The findings, which come from research by my colleagues that was aired last week at a lecture in the United Kingdom, describe a programme that’s disarmingly simple. It targeted the poorest of the poor in Bangladesh: women almost totally lacking in savings, assets or education; relying on casual and irregular wage labour; and often socially excluded, with little confidence.

A large Bangladeshi NGO called BRAC provided these ultra-poor women with livestock, two years training on managing the livestock, personal healthcare and saving, plus around US$5 cash each month for food and other basic needs.

The only ‘revolutionary’ aspects of the programme were to package these interventions together and then to study the effects far more rigorously than most evaluations do, with a seven-year randomised controlled trial.

An ultra-poor woman typically has no assets or access to credit, so she cannot make the investments that might lift her out of poverty, such as buying a cow, studying or moving to the city.

Why package different types of support? An ultra-poor woman typically has no assets or access to credit, so she cannot make the investments that might lift her out of poverty, such as buying a cow, studying or moving to the city.

But if she were solely given a cow, it would be the only resource for her to draw on when hit by a healthcare problem, flood or poor harvest — this is why ultra-poor people often deplete, rather than grow, their assets over time.

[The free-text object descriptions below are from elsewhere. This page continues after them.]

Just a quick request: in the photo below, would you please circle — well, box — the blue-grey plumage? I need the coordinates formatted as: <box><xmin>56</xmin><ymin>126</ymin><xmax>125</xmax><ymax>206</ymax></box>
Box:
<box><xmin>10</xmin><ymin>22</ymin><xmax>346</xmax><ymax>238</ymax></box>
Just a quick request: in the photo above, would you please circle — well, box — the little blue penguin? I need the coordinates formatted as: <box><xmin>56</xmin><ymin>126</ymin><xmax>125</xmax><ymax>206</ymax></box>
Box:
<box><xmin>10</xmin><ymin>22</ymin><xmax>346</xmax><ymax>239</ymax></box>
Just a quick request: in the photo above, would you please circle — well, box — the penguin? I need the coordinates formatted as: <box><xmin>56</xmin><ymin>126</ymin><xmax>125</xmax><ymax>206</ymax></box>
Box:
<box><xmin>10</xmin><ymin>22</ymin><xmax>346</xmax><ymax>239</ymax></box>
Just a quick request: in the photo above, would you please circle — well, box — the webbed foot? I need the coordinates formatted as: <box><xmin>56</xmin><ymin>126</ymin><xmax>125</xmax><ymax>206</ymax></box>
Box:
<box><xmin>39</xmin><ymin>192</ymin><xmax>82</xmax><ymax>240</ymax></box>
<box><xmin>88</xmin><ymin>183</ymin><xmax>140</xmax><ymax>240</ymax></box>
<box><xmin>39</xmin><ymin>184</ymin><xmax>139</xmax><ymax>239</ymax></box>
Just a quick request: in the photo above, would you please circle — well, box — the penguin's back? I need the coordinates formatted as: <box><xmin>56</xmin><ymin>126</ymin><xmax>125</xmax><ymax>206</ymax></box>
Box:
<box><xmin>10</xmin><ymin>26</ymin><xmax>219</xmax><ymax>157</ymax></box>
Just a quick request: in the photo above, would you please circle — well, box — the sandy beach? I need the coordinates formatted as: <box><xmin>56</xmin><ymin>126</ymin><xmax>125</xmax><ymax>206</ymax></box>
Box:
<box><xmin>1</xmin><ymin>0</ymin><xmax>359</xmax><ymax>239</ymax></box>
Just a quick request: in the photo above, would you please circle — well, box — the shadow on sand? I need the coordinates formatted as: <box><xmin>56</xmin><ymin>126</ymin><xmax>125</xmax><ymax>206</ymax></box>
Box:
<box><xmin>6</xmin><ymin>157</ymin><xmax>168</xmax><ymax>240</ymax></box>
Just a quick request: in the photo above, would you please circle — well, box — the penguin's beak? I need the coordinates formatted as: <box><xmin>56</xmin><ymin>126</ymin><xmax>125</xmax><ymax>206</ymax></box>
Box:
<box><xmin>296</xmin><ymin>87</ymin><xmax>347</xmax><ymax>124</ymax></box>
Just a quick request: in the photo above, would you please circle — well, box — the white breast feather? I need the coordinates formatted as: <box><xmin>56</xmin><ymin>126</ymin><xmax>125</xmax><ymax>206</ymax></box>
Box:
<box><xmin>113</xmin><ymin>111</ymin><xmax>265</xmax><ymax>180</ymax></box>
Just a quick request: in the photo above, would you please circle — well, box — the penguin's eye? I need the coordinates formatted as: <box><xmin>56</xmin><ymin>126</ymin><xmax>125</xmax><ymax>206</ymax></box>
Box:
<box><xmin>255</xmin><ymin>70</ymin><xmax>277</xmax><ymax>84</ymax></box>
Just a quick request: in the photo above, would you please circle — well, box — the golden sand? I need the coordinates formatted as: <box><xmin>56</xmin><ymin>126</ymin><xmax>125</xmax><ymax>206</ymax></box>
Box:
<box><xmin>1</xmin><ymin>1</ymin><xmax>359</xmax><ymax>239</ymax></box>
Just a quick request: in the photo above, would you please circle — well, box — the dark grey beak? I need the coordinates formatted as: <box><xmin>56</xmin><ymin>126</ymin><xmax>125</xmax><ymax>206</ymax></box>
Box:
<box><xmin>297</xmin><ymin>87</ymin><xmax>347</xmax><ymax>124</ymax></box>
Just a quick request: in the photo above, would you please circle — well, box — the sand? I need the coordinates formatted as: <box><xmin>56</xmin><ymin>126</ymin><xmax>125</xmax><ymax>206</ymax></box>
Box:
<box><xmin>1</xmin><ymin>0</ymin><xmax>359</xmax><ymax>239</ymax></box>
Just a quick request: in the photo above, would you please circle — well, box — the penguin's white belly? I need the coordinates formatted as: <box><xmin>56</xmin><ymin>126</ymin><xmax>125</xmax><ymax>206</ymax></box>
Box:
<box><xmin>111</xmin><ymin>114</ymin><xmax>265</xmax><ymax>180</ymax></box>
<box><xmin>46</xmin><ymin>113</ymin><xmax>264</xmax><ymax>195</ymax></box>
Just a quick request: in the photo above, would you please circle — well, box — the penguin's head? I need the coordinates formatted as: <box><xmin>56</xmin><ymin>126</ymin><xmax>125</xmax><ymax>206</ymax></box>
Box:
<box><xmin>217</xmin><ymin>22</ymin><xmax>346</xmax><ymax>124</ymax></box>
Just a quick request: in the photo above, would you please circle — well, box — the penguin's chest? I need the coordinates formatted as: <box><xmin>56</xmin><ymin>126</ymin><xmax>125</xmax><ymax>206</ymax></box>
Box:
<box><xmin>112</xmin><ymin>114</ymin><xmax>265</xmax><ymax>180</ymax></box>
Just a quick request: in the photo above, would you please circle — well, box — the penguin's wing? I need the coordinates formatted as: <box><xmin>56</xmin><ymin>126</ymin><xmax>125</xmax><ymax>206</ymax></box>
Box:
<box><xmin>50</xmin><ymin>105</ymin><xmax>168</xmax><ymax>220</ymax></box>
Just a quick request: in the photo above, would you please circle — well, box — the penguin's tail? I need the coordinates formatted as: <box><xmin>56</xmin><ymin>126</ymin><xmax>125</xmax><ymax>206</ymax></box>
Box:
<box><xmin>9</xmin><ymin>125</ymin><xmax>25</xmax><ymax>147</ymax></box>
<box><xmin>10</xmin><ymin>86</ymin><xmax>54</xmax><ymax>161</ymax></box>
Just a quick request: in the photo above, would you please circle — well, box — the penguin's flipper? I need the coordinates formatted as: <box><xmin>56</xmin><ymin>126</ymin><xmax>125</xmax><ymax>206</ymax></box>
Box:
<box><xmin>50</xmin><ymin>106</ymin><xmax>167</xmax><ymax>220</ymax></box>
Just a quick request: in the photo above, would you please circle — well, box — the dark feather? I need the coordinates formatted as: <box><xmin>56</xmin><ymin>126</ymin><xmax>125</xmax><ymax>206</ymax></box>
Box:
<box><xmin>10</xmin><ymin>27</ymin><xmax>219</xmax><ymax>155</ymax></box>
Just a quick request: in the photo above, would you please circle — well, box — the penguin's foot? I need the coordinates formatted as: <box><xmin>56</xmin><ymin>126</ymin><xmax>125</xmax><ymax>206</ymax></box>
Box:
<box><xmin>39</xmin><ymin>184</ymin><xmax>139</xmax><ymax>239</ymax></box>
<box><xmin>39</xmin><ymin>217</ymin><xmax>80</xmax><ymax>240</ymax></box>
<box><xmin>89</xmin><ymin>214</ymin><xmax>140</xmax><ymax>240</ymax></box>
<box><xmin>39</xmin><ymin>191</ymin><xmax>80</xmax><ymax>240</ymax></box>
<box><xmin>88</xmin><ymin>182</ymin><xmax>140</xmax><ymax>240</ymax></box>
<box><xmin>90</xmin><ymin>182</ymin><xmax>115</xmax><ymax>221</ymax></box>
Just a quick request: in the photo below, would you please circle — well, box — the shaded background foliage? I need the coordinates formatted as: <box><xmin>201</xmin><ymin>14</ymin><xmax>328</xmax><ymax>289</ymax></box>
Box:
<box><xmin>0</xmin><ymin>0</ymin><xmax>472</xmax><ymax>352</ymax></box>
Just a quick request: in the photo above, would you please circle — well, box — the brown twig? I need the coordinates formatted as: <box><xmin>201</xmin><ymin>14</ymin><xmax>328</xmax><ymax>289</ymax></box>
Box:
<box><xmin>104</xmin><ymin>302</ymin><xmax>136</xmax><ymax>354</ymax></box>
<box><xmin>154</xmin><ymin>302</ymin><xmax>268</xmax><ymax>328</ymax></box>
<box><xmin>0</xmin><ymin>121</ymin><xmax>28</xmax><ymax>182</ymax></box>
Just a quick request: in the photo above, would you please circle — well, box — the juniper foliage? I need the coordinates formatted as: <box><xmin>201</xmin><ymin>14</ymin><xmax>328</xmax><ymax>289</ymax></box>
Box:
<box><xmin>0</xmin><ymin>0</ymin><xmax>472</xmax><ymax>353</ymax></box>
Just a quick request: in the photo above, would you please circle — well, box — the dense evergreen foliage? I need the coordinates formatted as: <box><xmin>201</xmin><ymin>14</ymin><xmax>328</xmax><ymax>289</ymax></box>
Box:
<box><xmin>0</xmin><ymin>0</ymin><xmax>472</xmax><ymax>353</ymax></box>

So the three types of support work together: regular cash support and savings help recipients weather such shocks without drawing on their assets, while health education should reduce the number of shocks faced in the first place.

And it seems to work. Unlike the poor women who didn’t take part in the programme, the beneficiaries increased their assets during the two years of support — and were still expanding them five years after the support finished.

After seven years, the average recipient had increased their savings nine-fold, had bought more livestock and even land, and earned 37 per cent more on average working in more regular jobs. The returns were worth US$5.40 for every US$1 put into the programme. And even non-recipient neighbours tended to benefit.

After four years, when the promise in Bangladesh become clear, other countries initiated replicas: Ethiopia, Ghana, Honduras, India, Pakistan and Peru. Results from those look similarly promising — and this is crucial. The programme’s success across such varied social, cultural and economic contexts suggests two things: firstly, that the ultra-poor face similar core challenges everywhere; secondly, that substantial numbers around the world may be able to escape the cycle of ultra-poverty through a similar solution.

The studies also show that development practitioners really can make huge progress by using good research to identify and communicate best practice.

This programme certainly cannot solve everything: it does not address challenges such as a lack of public infrastructure and good governance. And as The Guardian highlighted, future studies must explore the impacts for even harder-to-reach recipients such as elderly and disabled people.

But it is still remarkable in showing that we can sustainably break the trap that keeps many people in ultra-poverty — and showing how we can do it. Around 30 countries are trialling, or considering, replicas. This is great news for the nearly 900 million people living in extreme poverty.